S'agissant du financement de la formation professionnelle, la mission estime qu'il doit avant tout être clarifié. Nous proposons donc :

– de répartir différemment l'affectation de la contribution des entreprises au financement de leur plan de formation, une part de cette dernière devant alimenter un fonds régional de la formation tout au long de la vie. Il est essentiel de mutualiser des fonds pour cibler les actions de formation sur le public qui en a besoin au travers d'une véritable stratégie et d'une vraie politique de formation tout au long de la vie ;

– d'instaurer une subvention de l'État pour financer la démocratie sociale et de supprimer les subventions provenant des fonds de la formation professionnelle.

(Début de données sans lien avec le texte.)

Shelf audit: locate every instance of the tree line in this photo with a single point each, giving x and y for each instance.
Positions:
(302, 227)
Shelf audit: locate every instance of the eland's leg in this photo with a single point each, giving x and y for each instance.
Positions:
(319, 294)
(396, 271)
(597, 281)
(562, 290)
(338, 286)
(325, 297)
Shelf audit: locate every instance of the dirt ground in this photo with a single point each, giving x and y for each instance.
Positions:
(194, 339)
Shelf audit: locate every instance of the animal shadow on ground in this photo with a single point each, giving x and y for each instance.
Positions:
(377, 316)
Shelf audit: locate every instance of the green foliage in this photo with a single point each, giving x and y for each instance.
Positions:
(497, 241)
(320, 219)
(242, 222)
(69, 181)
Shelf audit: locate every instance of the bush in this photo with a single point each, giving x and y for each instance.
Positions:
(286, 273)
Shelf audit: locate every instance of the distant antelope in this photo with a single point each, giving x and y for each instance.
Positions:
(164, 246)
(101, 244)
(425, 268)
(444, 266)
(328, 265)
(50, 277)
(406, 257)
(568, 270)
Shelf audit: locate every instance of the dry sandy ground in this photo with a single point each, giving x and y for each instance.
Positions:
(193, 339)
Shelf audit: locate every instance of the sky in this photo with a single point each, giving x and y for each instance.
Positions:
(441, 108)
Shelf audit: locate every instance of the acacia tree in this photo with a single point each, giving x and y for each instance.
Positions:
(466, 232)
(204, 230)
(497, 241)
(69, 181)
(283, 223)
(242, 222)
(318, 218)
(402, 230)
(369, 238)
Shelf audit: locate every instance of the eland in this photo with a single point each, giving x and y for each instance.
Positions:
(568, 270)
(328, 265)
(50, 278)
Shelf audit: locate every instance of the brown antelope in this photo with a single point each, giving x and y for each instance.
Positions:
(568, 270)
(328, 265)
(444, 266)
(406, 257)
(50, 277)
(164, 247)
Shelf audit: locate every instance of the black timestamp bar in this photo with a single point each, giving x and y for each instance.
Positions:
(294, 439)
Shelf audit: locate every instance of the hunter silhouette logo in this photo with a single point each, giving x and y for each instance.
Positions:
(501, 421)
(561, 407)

Enfin, l'un des objectifs essentiel de la réforme de la formation est de clarifier la gouvernance du système pour le rendre plus efficace et mieux le contrôler. La gouvernance doit d'abord découler d'une stratégie nationale ; à cette fin, un ministère de la formation tout au long de la vie doit être créé : le grand enjeu de société que représente la formation tout au long de la vie ne peut plus rester sans une politique nationale appuyée sur un pouvoir politique. La formation tout au long de la vie doit aussi être déclinée au plan territorial. L'échelon territorial, et plus particulièrement régional, nous est apparu comme le meilleur. Il s'agit donc de décliner la formation tout au long de la vie dans le cadre de comités régionaux rénovés, s'appuyant chacun sur un observatoire régional et, pour le financement, sur un fonds régional, dans le cadre d'une mutualisation des dotations provenant des entreprises, des participations de l'État – à travers un fonds national – des régions, des départements, et d'autres structures comme les organismes paritaires collecteurs agréés, les OPCA.